My Turn: Ask candidates how they will fix our democracy

For the Monitor
Published: 2/7/2020 6:00:27 AM
Modified: 2/7/2020 6:00:15 AM

Next week, all eyes will turn to New Hampshire. As the first state to host a Democratic primary to determine the presidential nominee for the party, voters in our state will have an important voice in helping determine the direction of our great nation in the coming years.

While voters in the Granite State pride ourselves on our independence, we continue to face attempts to sway the debate. For months we have been bombarded with political ads in favor of candidates and opposing others. And many of these ads are paid for by entities with vague names and no details on who is actually funding them.

So far, outside organizations have flooded the primary election with $14 million in television advertisements, and that is just the beginning. Our democracy – where the person with the most money has the best chance – is clearly broken.

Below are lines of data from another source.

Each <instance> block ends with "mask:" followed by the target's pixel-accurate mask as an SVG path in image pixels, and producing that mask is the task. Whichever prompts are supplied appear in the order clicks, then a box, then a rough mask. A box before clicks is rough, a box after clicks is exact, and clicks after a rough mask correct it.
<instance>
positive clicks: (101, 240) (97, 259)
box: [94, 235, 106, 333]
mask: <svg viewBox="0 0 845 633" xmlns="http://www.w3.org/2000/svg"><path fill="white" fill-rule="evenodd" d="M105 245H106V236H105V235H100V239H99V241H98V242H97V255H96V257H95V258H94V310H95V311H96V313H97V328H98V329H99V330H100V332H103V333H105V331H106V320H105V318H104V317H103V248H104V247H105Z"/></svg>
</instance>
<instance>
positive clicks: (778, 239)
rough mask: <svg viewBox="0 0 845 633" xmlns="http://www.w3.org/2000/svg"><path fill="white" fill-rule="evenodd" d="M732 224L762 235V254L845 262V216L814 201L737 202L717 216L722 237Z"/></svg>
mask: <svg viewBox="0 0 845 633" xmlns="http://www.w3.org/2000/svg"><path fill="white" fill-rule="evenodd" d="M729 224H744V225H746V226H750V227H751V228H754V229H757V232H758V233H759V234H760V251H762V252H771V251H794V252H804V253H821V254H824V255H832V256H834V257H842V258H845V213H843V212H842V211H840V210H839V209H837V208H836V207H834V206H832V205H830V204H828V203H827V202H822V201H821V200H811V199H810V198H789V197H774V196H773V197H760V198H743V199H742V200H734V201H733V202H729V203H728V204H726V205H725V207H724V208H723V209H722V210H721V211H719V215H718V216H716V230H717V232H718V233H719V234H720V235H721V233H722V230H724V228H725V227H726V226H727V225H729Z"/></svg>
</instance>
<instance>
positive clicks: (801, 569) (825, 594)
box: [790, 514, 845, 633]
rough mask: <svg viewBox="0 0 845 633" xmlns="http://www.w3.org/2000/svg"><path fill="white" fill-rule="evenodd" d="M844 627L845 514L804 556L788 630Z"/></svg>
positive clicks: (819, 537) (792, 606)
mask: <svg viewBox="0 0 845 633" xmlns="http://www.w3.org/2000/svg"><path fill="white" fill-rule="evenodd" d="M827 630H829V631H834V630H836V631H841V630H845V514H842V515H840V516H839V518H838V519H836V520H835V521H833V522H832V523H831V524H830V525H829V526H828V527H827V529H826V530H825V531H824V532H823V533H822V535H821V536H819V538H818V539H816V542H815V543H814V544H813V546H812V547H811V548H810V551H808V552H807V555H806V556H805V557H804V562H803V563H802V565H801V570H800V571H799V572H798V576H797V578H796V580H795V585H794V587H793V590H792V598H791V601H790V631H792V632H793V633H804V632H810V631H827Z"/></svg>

As the presidential candidates descend on New Hampshire for their last appeals to voters here, we must hear directly from the candidates about how they will fix our democracy to put the voices of our voters above the special interests and outsiders who meddle in our elections to gain an edge.

Despite the threats our democracy has faced in recent years – whether it’s presidential abuses of power, partisan gerrymandering, or undue influence of dark money and corporations – we have yet to see a real conversation and specific plans during the debates about how to put the power back in the hands of the people.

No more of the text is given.